Identifying which strategy – from print and digital advertising to doctor referrals – works best for a clinical trial site is important, said research organisation Glasgow Memory Clinic’s Fraser Inglis at the Partnership in Clinical Trials conference last month.
“We have found for example, that television [advertisement] works for us, but if I speak to American sites, they say it’s not so good … others may favour newspaper,” Inglis said.
Social media, which Inglis explained has “come to the force,” was also a preferred method for panel guest Helena Sigal, from site management organisation Sigal Site Management and Support.
On one hand, social media is a great tool to attract large audiences, but “on the other, it is difficult to find the right one,” she told delegates.
Some of these less traditional approaches can be hindered by vendor protocols, which often fail to cater to local patient groups, she added.

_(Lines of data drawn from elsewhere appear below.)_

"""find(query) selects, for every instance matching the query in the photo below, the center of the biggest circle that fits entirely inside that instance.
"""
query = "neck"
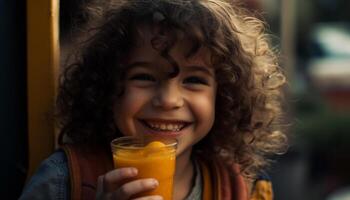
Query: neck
(183, 178)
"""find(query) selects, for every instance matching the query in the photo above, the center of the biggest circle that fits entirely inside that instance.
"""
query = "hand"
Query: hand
(112, 185)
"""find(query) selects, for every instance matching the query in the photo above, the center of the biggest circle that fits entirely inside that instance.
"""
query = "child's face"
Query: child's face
(182, 107)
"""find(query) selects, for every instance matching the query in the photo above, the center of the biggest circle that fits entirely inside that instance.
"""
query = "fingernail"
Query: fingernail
(154, 183)
(133, 171)
(157, 197)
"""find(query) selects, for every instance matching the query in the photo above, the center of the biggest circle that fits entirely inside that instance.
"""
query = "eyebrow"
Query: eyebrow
(191, 68)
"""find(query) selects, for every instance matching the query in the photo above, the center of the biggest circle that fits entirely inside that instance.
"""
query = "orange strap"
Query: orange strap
(220, 183)
(85, 166)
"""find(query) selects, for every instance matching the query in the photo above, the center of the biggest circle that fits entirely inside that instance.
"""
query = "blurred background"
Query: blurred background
(313, 38)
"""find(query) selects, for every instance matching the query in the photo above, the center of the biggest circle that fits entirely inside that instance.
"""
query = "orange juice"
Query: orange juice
(155, 160)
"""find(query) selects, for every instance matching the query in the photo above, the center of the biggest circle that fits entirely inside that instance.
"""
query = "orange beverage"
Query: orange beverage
(153, 160)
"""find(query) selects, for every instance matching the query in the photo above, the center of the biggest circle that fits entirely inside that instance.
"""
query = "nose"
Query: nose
(168, 97)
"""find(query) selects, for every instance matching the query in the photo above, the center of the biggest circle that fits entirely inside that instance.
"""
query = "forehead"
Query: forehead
(148, 41)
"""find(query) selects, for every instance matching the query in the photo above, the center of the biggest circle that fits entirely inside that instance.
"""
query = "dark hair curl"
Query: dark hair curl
(248, 109)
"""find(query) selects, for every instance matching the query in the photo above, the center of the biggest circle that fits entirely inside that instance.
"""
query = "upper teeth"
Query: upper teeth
(166, 127)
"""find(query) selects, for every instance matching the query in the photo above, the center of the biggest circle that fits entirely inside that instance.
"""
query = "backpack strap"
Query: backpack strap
(85, 166)
(226, 183)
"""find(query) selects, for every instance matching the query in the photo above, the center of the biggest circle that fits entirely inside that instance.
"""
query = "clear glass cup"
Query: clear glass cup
(153, 159)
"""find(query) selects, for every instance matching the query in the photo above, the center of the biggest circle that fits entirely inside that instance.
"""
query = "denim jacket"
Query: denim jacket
(51, 181)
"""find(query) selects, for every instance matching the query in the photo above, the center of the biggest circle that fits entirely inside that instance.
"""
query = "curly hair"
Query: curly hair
(248, 104)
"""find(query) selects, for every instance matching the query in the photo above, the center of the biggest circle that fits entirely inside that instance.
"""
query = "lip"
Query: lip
(151, 131)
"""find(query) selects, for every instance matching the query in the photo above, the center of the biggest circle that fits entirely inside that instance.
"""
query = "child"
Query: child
(200, 71)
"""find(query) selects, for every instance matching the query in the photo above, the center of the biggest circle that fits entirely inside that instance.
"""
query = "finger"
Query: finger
(114, 179)
(135, 187)
(155, 197)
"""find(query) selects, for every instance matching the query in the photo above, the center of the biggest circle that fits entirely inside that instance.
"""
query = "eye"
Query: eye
(196, 80)
(142, 77)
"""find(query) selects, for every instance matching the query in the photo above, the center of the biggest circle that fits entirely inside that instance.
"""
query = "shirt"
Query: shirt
(51, 181)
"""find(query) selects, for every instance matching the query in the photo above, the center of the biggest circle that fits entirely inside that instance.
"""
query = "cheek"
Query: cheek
(126, 109)
(205, 110)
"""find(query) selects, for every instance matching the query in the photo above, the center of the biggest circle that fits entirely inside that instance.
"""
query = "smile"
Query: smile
(165, 126)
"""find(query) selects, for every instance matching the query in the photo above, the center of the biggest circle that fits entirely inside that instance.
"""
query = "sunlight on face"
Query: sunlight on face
(153, 104)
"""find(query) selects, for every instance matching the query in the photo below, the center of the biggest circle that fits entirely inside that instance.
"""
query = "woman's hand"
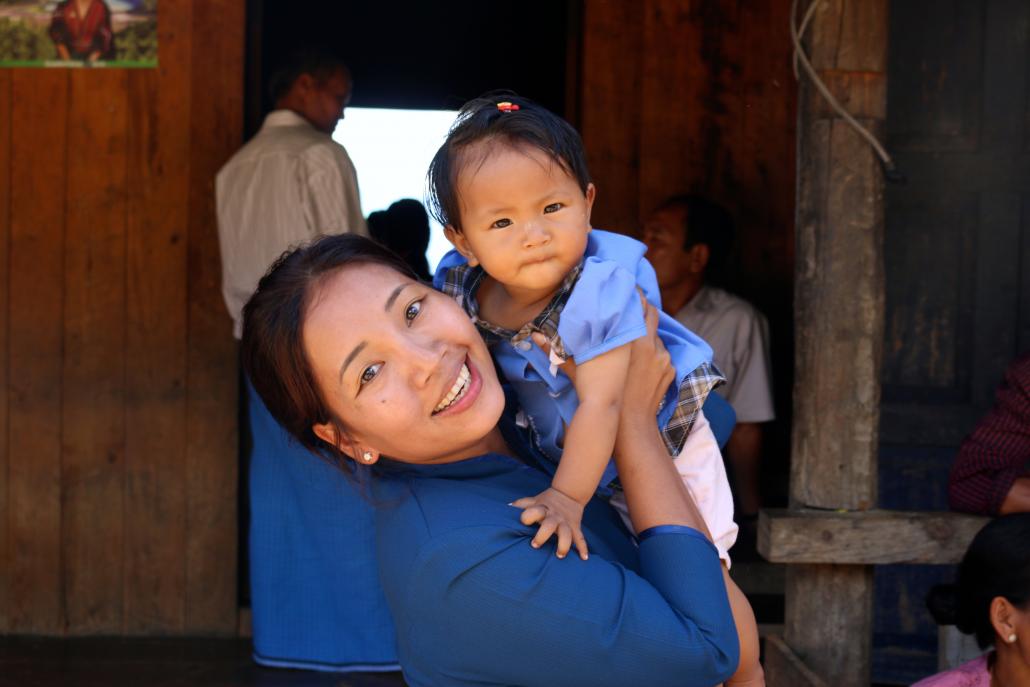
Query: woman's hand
(557, 514)
(650, 373)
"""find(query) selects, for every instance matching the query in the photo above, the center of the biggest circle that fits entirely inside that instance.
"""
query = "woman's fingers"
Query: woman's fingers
(547, 527)
(534, 514)
(580, 541)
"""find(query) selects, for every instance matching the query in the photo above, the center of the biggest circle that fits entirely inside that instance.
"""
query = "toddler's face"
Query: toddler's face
(524, 219)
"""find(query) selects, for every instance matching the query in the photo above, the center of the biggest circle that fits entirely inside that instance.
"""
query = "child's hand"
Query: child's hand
(558, 514)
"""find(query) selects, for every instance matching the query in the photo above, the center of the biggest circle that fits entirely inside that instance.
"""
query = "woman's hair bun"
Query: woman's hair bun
(942, 602)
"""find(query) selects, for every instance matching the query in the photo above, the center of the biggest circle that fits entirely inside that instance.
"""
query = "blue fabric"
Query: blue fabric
(315, 594)
(721, 417)
(602, 313)
(476, 605)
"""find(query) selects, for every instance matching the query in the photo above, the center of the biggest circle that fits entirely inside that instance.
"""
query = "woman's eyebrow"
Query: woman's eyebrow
(392, 297)
(350, 358)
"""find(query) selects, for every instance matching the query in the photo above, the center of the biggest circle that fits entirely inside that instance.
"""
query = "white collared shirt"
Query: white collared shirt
(288, 184)
(739, 336)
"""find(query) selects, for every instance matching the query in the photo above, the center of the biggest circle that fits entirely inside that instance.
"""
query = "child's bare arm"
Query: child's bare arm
(749, 671)
(589, 440)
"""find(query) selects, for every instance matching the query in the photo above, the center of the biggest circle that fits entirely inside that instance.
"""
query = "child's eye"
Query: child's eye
(369, 373)
(412, 311)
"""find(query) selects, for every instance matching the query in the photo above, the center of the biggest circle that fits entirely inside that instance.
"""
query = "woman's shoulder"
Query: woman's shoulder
(972, 674)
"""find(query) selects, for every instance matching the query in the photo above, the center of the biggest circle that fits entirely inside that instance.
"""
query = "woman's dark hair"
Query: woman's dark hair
(272, 349)
(480, 121)
(997, 563)
(404, 228)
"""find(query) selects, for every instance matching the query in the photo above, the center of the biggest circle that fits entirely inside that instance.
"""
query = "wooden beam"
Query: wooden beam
(784, 668)
(838, 272)
(838, 322)
(865, 538)
(828, 621)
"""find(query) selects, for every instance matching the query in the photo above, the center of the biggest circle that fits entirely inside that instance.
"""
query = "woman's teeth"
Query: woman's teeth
(457, 390)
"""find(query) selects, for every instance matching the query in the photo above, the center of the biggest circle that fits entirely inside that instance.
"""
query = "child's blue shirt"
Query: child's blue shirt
(595, 310)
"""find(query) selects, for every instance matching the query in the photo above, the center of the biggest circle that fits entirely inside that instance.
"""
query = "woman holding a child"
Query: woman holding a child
(363, 363)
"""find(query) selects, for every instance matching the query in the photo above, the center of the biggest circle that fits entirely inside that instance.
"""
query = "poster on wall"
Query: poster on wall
(78, 33)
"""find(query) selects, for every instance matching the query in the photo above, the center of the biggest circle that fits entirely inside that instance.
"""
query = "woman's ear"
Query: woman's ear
(1002, 618)
(460, 244)
(331, 435)
(591, 194)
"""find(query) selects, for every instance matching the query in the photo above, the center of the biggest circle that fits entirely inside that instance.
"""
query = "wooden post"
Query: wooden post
(838, 330)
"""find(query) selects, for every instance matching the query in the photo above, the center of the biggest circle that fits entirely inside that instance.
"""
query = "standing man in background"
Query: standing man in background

For example, study information written in English, but intended for German patients, takes too long to be translated for local subjects, the panel discussed.
By the time a protocol is translated into German, it is too late, Sigal said, adding that recruitment would be facilitated “if companies allow the site to develop their own recruitment concept.”
Managing partner of trial site Emovis GmbH, Bettina Bergtholdt, also said she prefers a personalised approach.
“Why not contact the patients directly on the street, they are adults, they can decide on their own … in my experience, it’s much more successful, and it gives a much broader range of patients,” she said.